La cabellera larga flameando al viento, la barba revuelta, el rostro macilento, las manos nervudas, la mirada aguzada para llegar a la otredad de la piedra, umbral y horizonte de su obra, el maestro Jaime Andrade (Quito 1903-1990) levantó su creación escultórica, de las más poderosas y ricas de América.
Para sus murales Andrade buscaba el espacio preciso y esa luz única, indispensable para su perpetuidad. Solo entonces erigía sus creaciones, dejando que el sol, el agua y las veladuras de las sombras y el tiempo hicieran lo demás. El sol esplende las tallas, el agua lava sus formas, las sombras las apacigua. “Toda sombra apacigua”, decía Jean Arp; el tiempo las perenniza. Andrade amó la piedra. Vivió asediándola, cautivándola. Piedras indóciles o mansas, piedras de todas las edades. Y sus mosaicos de piedra: música, fusión de soles, lunas, hombres, mujeres, historias. Huellas de ascuas perdidas, las del meteoro desgarrando el espacio.
En todos los materiales que ensayó Andrade: metal, madera, cobre, alambre –el latón delgado y la cera negra cuando sus manos fueron asoladas por la artritis–, dejó la impronta de su austeridad conceptual. Refundación de los elementos. Flujo de su averiguación de la esencia del arte escultórico.
En la Universidad Central se yergue uno de sus notables murales. Seis años de trabajo. Convocación de la historia de la humanidad: sus vicisitudes y peregrinajes, caídas y levantamientos, incertidumbres y esperanzas. Con un pesado martillo mecánico labró fragmento por fragmento su épico muro.
Las “leves” piedras de Andrade convertidas en encaje y traslucidas por su mano devota, hasta hacerlas tan ligeras y tenues como velos, aparecerán en sus murales. En el Seguro Social, homenaje al trabajador. Sembradores, pescadores, obreros: figuras plásticas magníficas conscientes de su esencia. Pasión y amor. En otro del mismo instituto: figuras que rezuman intemporalidad. Los rasgos de las imágenes devienen ritos. Conciliación y cadencia. En los murales del Banco Central y en el de Préstamos, el maestro difunde visiones astrales y vegetales de fascinadora materia, preludio de sus abstracciones.
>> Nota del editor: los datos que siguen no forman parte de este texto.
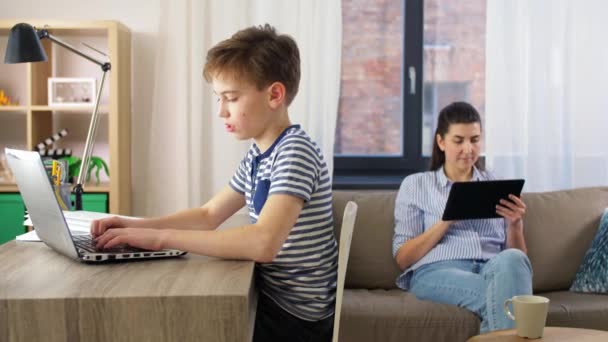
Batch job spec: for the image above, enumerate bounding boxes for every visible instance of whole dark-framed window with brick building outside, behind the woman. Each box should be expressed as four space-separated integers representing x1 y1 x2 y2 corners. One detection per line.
334 0 486 188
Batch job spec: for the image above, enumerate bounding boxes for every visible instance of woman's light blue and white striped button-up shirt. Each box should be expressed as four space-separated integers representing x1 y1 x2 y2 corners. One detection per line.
393 167 506 290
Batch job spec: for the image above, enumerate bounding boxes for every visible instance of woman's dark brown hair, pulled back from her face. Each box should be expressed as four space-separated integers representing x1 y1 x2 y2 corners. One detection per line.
430 102 484 171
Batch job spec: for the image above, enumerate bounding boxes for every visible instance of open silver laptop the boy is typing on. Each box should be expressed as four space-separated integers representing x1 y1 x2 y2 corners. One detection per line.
4 148 186 263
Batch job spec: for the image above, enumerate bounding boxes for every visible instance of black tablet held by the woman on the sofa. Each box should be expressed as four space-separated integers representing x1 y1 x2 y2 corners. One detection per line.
442 179 524 221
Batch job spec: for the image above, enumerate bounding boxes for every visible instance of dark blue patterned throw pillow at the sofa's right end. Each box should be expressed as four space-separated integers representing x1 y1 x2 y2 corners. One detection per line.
570 209 608 293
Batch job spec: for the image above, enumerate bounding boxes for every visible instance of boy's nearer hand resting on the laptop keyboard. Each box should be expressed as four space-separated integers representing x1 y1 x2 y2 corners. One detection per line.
95 228 169 251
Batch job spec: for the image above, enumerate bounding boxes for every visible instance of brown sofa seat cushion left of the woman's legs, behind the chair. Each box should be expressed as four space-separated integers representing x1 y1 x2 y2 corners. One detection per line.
340 289 479 342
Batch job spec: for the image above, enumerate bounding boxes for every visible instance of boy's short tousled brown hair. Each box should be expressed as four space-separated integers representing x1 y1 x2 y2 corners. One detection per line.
203 24 300 106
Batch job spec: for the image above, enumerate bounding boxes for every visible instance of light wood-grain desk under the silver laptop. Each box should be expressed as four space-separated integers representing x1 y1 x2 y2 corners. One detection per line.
0 215 257 342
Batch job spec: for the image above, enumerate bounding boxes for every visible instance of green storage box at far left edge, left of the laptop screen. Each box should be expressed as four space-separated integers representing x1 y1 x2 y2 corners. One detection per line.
0 194 25 244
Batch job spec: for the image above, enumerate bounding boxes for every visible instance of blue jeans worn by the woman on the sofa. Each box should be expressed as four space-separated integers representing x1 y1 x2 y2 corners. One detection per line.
409 249 532 333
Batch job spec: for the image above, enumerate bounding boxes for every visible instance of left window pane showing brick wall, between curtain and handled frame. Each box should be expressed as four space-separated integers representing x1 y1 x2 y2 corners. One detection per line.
335 0 403 156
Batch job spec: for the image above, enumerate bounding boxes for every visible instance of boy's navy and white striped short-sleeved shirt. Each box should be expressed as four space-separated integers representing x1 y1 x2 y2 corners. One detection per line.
230 125 338 321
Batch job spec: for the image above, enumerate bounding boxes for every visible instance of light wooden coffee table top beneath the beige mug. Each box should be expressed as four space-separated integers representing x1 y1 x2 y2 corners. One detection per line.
468 327 608 342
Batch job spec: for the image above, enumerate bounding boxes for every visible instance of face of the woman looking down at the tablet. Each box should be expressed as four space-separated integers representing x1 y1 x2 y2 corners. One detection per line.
436 122 481 172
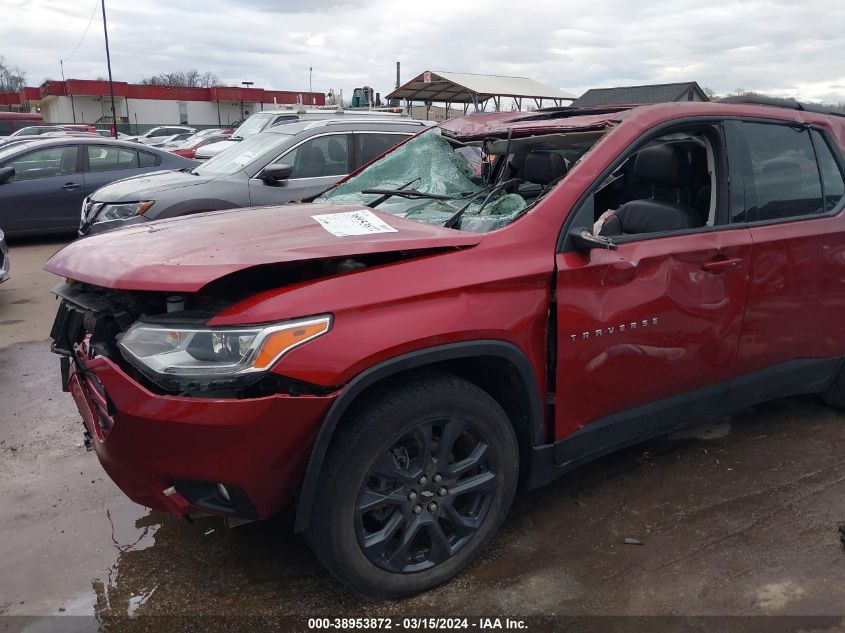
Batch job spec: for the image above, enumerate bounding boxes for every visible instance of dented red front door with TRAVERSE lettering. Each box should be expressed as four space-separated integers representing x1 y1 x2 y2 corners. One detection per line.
555 128 752 463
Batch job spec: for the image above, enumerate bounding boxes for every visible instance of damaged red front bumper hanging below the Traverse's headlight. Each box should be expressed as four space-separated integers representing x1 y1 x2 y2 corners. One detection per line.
63 343 335 519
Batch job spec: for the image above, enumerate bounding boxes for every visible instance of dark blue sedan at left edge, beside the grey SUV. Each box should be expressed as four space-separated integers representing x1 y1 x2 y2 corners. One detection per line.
0 135 196 237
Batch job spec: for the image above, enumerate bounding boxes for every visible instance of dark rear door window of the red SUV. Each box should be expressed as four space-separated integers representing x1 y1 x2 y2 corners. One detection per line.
742 123 824 222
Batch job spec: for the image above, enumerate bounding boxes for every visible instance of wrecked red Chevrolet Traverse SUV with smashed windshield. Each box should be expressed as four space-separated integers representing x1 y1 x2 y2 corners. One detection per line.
46 103 845 598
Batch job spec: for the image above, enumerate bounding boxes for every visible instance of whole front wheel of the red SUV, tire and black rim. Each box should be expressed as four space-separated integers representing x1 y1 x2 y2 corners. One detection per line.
307 375 519 599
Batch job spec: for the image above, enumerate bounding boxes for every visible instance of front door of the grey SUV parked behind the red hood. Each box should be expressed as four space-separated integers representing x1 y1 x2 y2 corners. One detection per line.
249 132 351 206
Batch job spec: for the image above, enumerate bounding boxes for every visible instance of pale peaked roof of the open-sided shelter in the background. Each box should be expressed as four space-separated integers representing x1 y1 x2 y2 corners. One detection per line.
387 70 576 103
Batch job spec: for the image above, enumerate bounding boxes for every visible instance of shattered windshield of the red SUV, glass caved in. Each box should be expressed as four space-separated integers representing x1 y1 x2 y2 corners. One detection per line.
314 128 603 233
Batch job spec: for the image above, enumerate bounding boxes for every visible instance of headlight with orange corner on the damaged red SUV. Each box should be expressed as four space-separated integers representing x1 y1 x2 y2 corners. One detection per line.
118 315 332 380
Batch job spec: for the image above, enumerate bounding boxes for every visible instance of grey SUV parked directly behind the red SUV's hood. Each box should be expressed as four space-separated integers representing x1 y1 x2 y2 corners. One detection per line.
79 119 426 235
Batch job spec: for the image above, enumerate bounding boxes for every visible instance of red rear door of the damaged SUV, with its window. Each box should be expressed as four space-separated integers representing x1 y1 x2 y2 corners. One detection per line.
727 121 845 403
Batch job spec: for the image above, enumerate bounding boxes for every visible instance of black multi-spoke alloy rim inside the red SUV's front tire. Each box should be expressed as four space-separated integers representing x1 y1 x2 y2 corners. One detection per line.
355 418 497 573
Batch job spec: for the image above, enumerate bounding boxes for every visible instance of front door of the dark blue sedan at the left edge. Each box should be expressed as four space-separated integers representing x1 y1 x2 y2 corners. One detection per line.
0 145 85 233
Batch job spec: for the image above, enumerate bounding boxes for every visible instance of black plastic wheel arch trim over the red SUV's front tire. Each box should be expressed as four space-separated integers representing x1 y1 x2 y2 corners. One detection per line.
294 340 545 532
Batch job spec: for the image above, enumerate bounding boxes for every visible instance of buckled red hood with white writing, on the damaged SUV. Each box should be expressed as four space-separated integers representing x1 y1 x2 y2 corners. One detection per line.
44 204 482 292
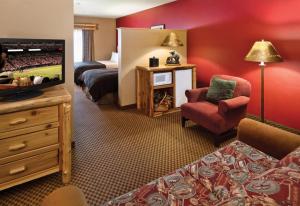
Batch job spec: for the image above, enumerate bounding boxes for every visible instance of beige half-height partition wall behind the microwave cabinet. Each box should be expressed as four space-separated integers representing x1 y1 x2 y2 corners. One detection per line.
118 28 187 106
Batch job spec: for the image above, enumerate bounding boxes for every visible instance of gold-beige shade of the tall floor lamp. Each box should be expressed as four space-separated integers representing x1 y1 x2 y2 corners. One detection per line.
245 40 282 62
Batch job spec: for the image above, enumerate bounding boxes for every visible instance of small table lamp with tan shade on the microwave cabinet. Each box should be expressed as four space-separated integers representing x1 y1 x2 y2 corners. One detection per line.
161 32 183 65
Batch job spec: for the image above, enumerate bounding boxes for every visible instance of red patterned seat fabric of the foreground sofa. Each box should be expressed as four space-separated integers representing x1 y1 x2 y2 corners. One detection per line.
105 141 300 206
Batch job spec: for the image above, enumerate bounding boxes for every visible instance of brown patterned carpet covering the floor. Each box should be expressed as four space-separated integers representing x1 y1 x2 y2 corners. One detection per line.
0 89 232 206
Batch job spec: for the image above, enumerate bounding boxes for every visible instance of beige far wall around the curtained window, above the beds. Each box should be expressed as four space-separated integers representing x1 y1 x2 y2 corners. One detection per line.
74 16 116 60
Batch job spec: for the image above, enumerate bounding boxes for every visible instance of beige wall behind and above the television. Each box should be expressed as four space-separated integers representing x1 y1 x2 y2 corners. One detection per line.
0 0 74 94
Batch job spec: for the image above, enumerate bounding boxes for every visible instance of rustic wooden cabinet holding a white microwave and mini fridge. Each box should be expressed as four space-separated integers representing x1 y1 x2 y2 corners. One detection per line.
136 64 196 117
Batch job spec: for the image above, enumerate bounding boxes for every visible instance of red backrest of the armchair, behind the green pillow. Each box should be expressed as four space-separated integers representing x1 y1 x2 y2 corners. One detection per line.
211 75 251 97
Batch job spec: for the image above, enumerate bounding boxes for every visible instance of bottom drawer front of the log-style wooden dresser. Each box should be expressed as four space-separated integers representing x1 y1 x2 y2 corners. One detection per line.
0 150 58 184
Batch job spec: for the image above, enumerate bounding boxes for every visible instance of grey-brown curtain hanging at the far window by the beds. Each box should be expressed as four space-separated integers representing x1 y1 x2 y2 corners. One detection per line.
82 30 94 61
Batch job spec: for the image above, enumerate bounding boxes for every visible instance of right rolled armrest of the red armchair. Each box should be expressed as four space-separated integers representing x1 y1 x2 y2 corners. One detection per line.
218 96 250 115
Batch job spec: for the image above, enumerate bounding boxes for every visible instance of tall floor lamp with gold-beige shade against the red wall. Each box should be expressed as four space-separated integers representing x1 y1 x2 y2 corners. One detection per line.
245 40 282 122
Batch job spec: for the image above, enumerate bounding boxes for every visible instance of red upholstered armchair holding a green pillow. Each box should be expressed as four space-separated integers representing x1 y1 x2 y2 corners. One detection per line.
181 75 251 146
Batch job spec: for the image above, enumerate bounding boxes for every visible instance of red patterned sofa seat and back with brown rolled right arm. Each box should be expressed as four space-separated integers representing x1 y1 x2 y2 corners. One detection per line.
105 119 300 206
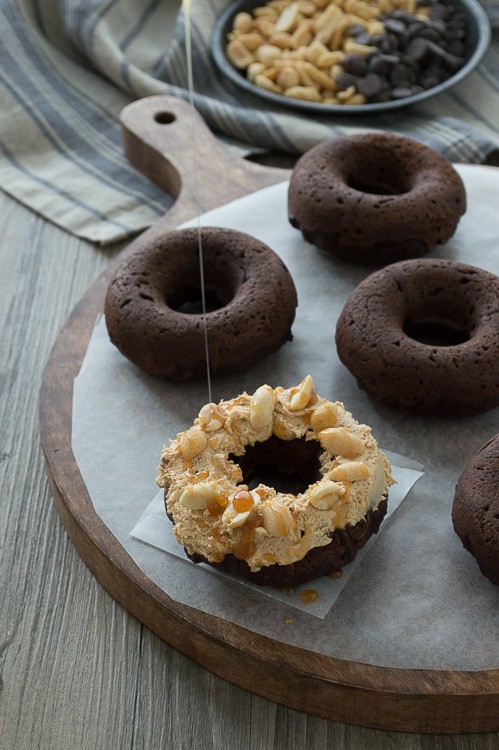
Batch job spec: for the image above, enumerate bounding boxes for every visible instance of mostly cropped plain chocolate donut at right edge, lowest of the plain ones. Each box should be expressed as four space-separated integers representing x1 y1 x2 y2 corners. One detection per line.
452 433 499 586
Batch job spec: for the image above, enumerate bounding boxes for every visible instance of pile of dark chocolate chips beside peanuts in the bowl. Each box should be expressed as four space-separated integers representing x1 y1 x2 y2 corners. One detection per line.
336 0 467 104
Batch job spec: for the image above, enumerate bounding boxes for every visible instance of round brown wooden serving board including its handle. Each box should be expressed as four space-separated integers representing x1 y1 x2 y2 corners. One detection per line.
40 96 499 733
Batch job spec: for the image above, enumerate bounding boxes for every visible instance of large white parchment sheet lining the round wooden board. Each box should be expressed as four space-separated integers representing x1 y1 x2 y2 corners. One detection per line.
73 166 499 670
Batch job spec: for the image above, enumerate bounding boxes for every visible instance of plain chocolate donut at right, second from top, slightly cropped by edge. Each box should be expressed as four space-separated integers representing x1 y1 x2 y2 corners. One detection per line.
336 259 499 415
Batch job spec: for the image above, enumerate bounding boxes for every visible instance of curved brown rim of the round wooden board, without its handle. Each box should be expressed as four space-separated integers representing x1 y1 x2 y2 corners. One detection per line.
40 269 499 733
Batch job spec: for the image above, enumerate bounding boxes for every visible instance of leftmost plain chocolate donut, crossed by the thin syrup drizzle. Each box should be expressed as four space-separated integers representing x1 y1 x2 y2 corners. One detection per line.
104 227 297 381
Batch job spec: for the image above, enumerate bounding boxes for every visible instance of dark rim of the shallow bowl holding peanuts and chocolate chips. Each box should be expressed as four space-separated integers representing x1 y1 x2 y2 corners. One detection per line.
212 0 490 115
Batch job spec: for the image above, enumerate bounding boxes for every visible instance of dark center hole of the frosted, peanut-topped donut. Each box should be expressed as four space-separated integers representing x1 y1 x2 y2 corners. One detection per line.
229 435 323 495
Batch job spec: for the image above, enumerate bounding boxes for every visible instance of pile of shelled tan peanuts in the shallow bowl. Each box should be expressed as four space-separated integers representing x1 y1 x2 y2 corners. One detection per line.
226 0 438 105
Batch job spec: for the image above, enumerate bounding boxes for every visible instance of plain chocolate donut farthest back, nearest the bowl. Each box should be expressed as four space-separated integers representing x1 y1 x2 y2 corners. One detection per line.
288 133 466 264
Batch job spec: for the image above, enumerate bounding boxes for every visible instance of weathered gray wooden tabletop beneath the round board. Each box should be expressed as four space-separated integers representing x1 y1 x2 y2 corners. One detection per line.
0 187 499 750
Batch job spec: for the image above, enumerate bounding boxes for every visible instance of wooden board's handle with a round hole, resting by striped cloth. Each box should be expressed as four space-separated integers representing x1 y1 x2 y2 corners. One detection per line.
120 95 289 229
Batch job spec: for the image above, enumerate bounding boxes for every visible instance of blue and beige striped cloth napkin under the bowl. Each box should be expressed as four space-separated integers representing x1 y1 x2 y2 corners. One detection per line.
0 0 499 244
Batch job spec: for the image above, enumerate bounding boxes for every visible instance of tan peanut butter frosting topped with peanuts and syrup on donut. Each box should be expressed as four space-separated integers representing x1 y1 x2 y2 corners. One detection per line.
156 375 393 571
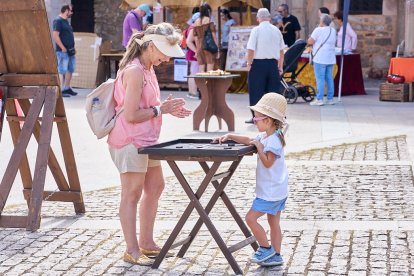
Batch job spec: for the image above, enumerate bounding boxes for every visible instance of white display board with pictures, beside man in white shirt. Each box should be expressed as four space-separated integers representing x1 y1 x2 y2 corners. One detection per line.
226 26 254 71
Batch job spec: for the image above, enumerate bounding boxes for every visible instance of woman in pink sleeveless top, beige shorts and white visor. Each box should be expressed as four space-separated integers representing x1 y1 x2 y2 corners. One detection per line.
108 23 191 265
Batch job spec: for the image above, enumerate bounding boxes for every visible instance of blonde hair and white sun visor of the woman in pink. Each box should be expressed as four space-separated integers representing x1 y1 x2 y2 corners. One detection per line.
119 23 181 69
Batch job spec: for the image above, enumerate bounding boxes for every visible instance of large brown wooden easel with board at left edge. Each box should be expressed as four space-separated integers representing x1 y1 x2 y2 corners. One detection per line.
0 0 85 231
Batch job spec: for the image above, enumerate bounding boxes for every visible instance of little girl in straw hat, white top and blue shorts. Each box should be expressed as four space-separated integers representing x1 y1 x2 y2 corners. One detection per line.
213 92 288 266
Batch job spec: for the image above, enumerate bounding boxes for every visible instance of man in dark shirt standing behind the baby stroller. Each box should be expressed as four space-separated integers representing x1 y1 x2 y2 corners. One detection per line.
277 4 301 47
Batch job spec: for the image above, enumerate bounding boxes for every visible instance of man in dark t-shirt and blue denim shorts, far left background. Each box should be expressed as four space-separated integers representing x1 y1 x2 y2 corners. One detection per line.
53 5 78 97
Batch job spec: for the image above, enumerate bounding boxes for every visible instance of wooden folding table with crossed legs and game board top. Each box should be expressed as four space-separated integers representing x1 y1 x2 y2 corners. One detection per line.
138 139 258 274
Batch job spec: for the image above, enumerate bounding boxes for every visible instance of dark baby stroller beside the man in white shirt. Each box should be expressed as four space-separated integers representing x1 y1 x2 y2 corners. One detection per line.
281 39 315 104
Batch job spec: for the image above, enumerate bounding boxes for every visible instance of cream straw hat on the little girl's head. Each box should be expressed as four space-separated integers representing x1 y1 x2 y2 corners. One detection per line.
250 92 287 123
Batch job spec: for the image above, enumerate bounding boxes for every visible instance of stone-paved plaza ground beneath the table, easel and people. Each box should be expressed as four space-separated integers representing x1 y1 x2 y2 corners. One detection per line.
0 80 414 275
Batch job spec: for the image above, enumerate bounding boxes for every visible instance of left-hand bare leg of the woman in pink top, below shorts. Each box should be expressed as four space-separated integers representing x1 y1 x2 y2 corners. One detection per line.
119 172 145 258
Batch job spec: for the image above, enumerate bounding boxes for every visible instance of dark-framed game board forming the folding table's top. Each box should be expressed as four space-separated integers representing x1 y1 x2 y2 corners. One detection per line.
138 139 256 157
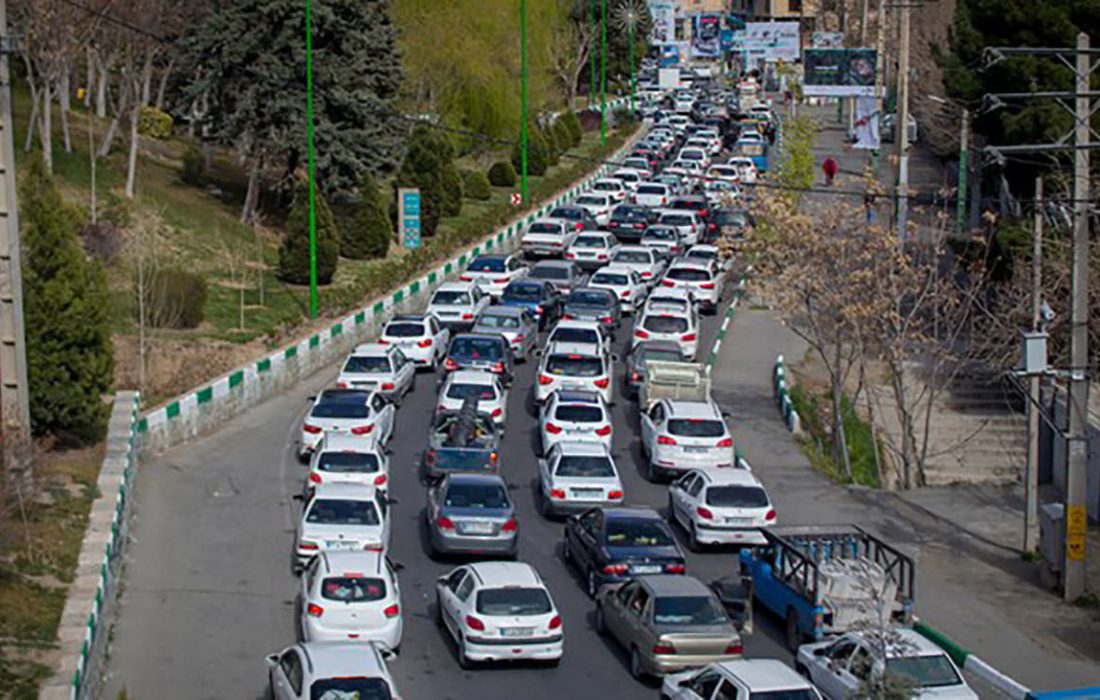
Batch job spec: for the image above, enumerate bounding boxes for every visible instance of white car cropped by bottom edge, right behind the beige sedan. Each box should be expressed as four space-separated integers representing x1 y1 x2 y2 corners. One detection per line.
661 658 821 700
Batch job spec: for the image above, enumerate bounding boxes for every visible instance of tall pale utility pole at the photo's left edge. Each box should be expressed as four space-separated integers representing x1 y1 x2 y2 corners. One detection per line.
0 0 32 480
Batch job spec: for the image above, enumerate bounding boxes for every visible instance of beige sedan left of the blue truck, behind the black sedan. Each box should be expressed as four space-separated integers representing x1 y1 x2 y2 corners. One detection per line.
596 575 741 679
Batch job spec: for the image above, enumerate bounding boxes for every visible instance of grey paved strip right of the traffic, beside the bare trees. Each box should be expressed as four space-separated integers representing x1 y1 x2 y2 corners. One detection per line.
714 305 1100 694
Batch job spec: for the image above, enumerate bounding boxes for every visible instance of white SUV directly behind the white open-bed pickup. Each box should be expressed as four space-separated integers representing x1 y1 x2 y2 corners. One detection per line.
639 398 736 477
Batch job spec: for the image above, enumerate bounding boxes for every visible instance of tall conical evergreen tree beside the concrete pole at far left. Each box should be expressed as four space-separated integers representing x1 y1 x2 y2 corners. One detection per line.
20 157 114 441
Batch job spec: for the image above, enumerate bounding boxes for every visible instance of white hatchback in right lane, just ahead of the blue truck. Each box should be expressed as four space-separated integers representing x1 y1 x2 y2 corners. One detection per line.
669 466 776 549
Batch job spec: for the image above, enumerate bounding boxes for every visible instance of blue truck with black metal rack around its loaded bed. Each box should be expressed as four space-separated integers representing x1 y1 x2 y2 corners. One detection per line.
740 525 916 650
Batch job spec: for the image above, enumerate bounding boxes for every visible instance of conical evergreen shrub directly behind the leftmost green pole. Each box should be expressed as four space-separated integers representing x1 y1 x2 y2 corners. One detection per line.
278 181 340 284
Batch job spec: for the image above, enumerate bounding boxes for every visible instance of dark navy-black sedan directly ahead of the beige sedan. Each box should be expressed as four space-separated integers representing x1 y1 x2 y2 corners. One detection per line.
561 507 688 598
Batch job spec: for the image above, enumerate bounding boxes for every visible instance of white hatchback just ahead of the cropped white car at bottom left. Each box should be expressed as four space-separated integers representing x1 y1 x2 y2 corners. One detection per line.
298 550 405 652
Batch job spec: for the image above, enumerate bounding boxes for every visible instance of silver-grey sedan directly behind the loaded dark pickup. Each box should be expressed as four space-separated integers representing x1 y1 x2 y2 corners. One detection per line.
427 474 519 558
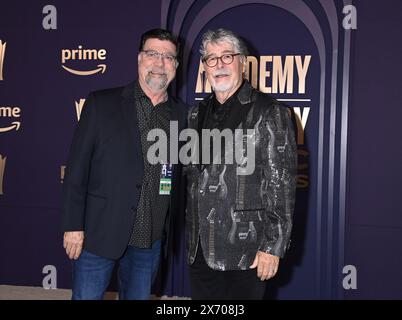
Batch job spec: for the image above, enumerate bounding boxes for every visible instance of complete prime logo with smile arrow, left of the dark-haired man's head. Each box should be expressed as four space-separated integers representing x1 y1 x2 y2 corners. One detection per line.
61 45 106 76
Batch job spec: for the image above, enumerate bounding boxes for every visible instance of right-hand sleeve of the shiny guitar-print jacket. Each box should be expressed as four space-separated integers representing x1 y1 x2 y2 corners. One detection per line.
259 105 297 257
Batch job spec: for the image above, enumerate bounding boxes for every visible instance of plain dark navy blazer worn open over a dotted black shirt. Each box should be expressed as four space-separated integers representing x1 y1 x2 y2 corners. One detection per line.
62 82 188 259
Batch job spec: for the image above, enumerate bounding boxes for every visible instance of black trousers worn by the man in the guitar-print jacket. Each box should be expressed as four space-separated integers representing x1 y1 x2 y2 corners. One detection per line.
189 245 266 300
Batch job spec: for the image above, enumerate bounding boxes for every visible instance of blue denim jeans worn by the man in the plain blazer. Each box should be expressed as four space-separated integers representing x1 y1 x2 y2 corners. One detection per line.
72 241 161 300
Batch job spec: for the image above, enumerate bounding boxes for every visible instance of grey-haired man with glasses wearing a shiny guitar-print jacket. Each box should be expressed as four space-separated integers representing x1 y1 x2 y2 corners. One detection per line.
186 29 297 299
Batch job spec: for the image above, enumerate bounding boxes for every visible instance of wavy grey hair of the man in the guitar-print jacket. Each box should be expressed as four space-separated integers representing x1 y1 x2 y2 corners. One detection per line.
200 28 248 58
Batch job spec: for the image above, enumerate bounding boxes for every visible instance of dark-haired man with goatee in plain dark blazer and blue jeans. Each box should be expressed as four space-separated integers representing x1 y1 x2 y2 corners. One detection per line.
62 29 188 299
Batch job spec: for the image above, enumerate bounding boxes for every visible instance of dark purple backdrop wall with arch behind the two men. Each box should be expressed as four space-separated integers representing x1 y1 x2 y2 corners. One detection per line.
0 0 402 299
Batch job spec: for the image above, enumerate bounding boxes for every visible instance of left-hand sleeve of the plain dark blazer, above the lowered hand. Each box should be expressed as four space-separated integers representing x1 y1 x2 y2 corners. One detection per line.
61 93 96 231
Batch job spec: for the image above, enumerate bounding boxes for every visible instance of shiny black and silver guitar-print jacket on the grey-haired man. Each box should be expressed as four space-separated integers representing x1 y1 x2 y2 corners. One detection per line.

Para su mural de un hotel congregó las piedras como por arte de ensalmo para recrear sus “Danzantes”. Convergencias y escisiones. El movimiento es danza, la danza retozo, el juego contienda: creación y destrucción. Tiempo redivivo. En el antiguo aeropuerto de Quito unimisma elementos cósmicos. En la plancha más imponente fundó el sol, en un zócalo de cobre dejó fluir el mar, a la derecha una suerte de Prometeo ascendiendo al infinito con el fuego creador en sus manos.
“Oculto/ Tras su manto de transparencias/ Su marea de maravillas/ Todo llameaba/ Piedras mujeres agua/ Todo se esculpía/ Del color a la forma”… Sabio y sobrio, solitario, desasido de todo lo fatuo, Jaime Andrade Moscoso, el escultor del siglo.